I created a google group snpvsmutations

Inside the group we may move forward the task of writing a white paper on this topic which I feel as excellent idea.

https://groups.google.com/d/forum/snpvsmutations

@All

I agree with Oliver and whoever wants to contribute please join the group. Let see if we can wrap up something. There are so many place where we can stimulate the discussion as we did here.

@ Richard

Germ line it means the two cells from which we originate. Each individual has a reference in the genome of the two gonadic cells coming from our parents. What you are mentioning is a a mutation in germ line cells which can be carried to your progeny and will be possibly a part of germ line of another individual.

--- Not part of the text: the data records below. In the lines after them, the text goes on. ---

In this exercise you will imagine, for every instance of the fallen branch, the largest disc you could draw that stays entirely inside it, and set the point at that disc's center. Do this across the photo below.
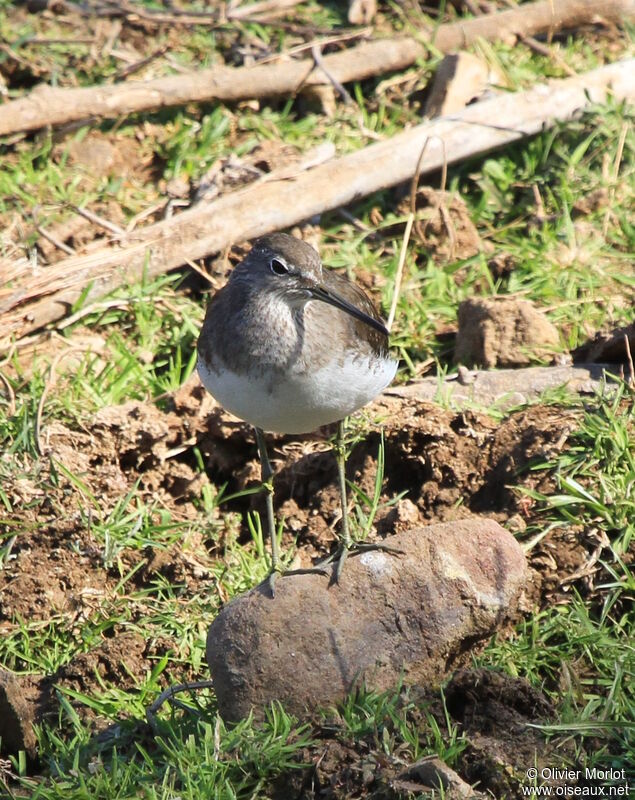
(51, 106)
(39, 296)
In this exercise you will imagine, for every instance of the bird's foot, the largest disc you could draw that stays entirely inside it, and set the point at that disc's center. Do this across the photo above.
(355, 548)
(277, 572)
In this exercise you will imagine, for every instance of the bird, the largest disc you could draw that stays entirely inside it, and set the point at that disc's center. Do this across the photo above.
(288, 346)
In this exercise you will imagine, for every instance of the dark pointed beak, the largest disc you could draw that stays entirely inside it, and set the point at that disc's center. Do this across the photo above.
(334, 299)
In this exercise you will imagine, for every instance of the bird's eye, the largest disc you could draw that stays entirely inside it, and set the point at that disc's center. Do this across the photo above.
(278, 266)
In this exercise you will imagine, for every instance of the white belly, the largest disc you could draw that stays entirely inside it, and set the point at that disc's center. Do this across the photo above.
(300, 403)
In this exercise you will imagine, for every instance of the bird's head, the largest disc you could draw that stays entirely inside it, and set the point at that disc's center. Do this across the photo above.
(292, 269)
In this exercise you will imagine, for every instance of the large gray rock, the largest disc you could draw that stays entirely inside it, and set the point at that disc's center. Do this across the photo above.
(409, 615)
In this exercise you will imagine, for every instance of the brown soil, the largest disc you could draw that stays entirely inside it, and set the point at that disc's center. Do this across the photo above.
(450, 465)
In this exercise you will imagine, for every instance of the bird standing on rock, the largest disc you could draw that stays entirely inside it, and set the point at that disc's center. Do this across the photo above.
(289, 346)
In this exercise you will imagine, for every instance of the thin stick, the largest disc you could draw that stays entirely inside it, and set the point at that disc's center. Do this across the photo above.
(616, 172)
(406, 237)
(10, 395)
(169, 693)
(400, 268)
(97, 220)
(54, 241)
(319, 62)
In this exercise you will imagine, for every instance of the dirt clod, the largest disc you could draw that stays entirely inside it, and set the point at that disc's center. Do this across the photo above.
(503, 332)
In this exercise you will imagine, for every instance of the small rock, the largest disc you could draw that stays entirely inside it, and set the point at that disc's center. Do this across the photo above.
(391, 616)
(361, 12)
(503, 332)
(432, 773)
(616, 346)
(459, 79)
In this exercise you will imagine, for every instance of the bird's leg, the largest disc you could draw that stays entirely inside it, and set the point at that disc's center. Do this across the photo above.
(266, 477)
(345, 535)
(346, 543)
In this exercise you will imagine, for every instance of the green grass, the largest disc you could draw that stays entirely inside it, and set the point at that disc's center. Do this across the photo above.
(577, 267)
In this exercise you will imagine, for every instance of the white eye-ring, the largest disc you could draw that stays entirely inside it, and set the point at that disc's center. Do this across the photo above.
(278, 266)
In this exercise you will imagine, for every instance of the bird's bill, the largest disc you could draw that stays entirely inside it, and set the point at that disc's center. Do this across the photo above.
(334, 299)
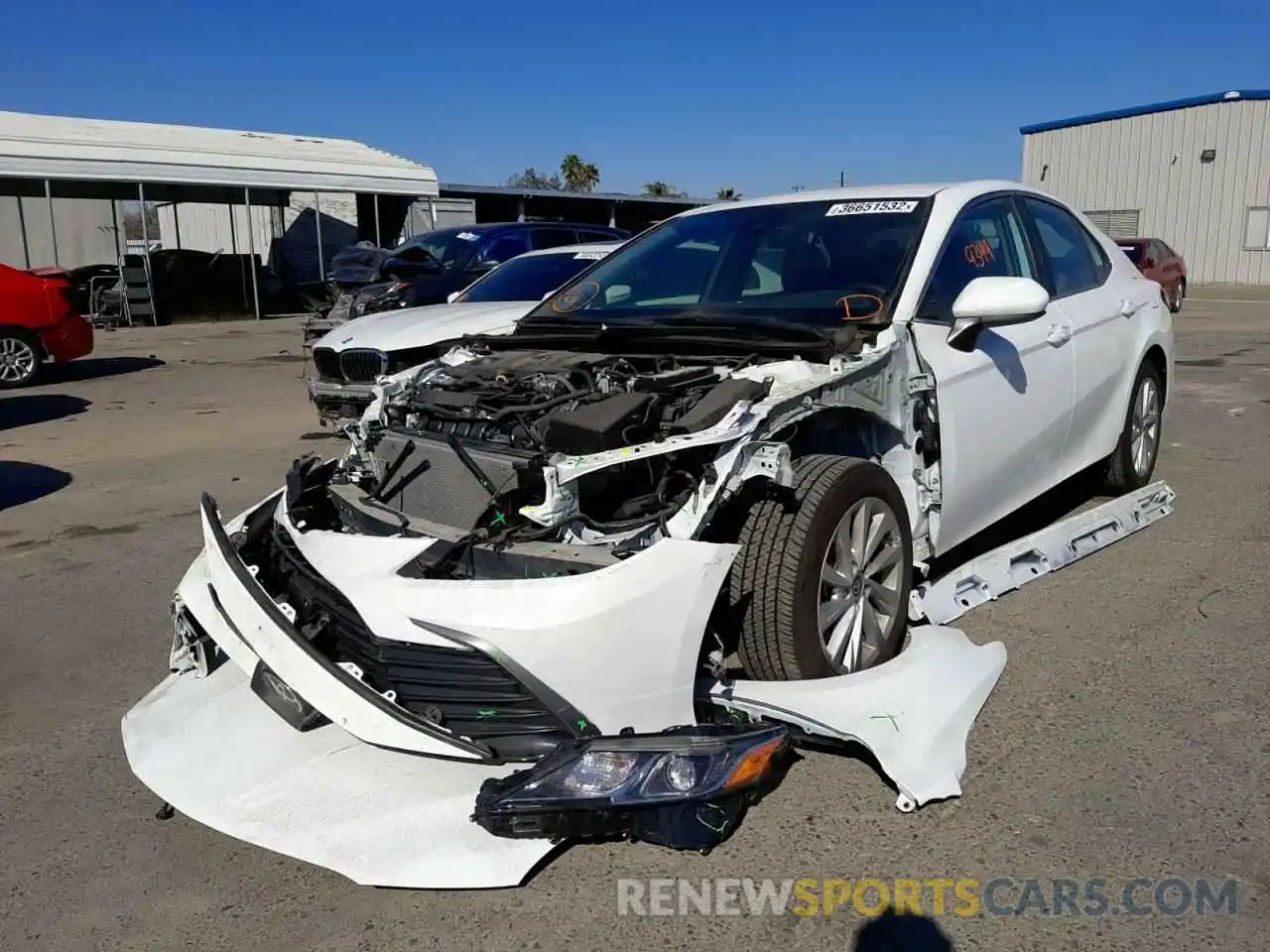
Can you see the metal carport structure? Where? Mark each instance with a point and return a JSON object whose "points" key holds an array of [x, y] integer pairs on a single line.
{"points": [[54, 157]]}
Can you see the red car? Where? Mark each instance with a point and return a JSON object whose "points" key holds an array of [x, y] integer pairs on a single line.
{"points": [[1160, 263], [39, 322]]}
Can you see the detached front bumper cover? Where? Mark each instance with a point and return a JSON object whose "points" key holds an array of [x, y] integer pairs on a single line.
{"points": [[684, 788]]}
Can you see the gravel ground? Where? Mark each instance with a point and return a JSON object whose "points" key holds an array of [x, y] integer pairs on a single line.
{"points": [[1127, 739]]}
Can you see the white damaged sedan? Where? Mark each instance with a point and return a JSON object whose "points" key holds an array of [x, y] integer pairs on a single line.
{"points": [[593, 578]]}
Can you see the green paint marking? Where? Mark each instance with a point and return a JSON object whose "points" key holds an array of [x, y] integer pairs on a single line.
{"points": [[887, 717]]}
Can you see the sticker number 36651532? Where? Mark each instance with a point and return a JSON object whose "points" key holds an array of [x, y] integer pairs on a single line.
{"points": [[869, 207]]}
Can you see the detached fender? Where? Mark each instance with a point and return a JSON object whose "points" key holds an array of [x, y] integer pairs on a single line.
{"points": [[913, 712]]}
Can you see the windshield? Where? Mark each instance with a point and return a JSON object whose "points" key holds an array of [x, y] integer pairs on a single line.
{"points": [[447, 245], [530, 277], [1133, 252], [811, 263]]}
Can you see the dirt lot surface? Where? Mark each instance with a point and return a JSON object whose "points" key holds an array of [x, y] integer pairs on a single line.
{"points": [[1128, 738]]}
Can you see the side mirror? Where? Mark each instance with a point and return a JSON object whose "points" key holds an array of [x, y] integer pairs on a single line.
{"points": [[994, 302]]}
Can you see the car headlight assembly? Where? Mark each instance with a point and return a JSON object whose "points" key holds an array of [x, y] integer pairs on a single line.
{"points": [[684, 788]]}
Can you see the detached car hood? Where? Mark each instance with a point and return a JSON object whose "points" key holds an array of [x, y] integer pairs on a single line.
{"points": [[418, 326]]}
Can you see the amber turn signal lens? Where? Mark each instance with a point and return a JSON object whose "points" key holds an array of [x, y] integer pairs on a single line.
{"points": [[753, 765]]}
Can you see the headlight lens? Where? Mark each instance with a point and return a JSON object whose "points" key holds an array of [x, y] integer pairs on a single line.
{"points": [[642, 770], [685, 788]]}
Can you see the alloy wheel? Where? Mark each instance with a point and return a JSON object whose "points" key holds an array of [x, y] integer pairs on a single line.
{"points": [[1144, 426], [18, 361], [860, 585]]}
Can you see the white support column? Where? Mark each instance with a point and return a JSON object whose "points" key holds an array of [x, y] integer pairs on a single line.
{"points": [[250, 249], [53, 220], [321, 259]]}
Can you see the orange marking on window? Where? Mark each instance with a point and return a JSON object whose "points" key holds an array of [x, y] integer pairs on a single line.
{"points": [[979, 253]]}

As specialist in the cancer field, I can tell that it is very common to sequence the cancer but not the germ line (intended as above, namely from example from blood if you have lung cancer). We are missing important peculiarities which are linked to an individual simply because we are taking only the sequence of the cancer and not that of the germ line . We cannot be 100% sure that actually we are in front to a mutation cancer specific rather than a polymorphism.